Greyell noted that Bentley’s living will and the other document were vague, and it is possible that when Bentley wrote she didn’t want nourishment, she was referring only to tube feeding. “I do not believe many people would consider eating with a spoon or drinking from a glass, even when done with assistance, ‘artificial.’ While ‘heroic measures’ may be a commonly used expression, it does not communicate with any degree of clarity what a particular adult considers ‘heroic,’ ” Greyell wrote.
He also highlighted problems with her living will: “An advance directive cannot appoint a decision-maker who can give or refuse consent to health care for an adult upon future incapacity.” He wrote that people can change their minds, and Bentley consented to live by showing a desire for food.
“It is entirely possible that the decisions Mrs. Bentley predicted she would make for herself in the future through her ‘proxies’ … as set out in her statements of wishes are different than the decisions she is currently making. All adults are entitled to change their minds subsequent to creating written instructions, which is one of the risks associated with written instructions for the future. This court must consider the possibility that Mrs. Bentley’s previously expressed wishes are not valid in the face of her current consent,” Greyell wrote.
He also noted that “despite her cognitive and physical disabilities, Mrs. Bentley is not dying.” He wrote that he agreed it is important “to respect and care for the person that Mrs. Bentley is now.”
The fact that she is not actively dying makes calling this a “right-to-die” case ridiculous.

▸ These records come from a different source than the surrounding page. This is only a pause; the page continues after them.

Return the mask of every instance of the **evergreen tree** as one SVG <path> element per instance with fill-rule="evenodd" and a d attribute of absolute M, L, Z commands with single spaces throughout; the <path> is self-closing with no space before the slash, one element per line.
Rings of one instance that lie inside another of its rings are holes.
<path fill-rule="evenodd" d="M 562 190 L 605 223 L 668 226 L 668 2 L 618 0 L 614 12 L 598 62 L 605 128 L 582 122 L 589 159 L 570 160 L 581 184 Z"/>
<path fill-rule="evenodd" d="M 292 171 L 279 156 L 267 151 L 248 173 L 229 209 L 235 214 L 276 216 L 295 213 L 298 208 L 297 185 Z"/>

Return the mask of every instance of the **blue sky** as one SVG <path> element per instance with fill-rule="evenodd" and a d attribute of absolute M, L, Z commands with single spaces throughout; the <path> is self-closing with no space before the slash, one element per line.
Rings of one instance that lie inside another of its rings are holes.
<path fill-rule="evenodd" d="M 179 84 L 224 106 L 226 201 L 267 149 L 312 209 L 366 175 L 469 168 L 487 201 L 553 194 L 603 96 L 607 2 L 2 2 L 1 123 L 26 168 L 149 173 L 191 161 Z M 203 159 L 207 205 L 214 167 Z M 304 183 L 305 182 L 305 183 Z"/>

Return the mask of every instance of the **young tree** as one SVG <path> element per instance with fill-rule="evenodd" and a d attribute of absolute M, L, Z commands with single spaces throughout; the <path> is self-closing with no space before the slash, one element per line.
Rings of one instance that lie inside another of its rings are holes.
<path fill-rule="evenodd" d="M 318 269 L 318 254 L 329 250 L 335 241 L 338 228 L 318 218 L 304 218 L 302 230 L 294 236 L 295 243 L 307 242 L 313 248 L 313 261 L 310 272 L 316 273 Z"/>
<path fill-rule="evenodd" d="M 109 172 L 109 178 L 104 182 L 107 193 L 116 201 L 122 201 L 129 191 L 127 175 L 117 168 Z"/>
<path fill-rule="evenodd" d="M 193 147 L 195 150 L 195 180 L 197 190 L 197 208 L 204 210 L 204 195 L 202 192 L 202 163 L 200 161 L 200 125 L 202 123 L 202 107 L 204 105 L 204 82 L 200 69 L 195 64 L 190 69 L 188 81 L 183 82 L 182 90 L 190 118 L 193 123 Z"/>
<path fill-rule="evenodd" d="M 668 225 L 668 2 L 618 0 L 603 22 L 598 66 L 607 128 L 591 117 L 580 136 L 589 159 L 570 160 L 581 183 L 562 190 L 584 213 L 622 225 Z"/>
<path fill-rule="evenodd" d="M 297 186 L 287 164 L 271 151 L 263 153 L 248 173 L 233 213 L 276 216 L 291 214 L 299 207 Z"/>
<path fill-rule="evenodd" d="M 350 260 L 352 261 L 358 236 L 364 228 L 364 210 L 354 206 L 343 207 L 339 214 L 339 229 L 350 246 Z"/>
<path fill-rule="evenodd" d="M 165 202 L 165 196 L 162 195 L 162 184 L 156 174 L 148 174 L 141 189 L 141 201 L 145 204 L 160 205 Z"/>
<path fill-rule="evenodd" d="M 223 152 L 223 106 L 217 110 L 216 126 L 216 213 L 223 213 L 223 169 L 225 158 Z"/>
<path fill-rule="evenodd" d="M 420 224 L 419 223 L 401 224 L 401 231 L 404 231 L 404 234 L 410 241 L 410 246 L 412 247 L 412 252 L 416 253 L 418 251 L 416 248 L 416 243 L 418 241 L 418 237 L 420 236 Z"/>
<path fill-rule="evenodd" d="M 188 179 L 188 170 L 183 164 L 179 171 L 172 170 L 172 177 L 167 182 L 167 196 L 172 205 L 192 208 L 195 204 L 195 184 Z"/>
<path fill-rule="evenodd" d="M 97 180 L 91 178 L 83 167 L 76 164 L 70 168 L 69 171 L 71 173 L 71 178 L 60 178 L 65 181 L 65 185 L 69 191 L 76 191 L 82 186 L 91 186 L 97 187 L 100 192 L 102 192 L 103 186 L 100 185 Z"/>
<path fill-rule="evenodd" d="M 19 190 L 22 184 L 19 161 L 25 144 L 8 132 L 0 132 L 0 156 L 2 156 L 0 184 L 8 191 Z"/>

The Bentley case is vastly different from that of someone who has ALS, cancer or some other terminal disease that does not affect mental capability, and who has unwaveringly expressed a wish in his or her current state to die. Legislation needn’t be the slippery slope to a free-for-all of euthanasia that those opposed fear will happen, nor should it ever give a third party the right to decide someone else should die.
The law can be written so that it respects and cares for people in Bentley’s situation, erring on the side of life and of uncertainty, while also respecting and caring for those who, fully cognizant of their own hopeless situations, do want to choose how and when they will die.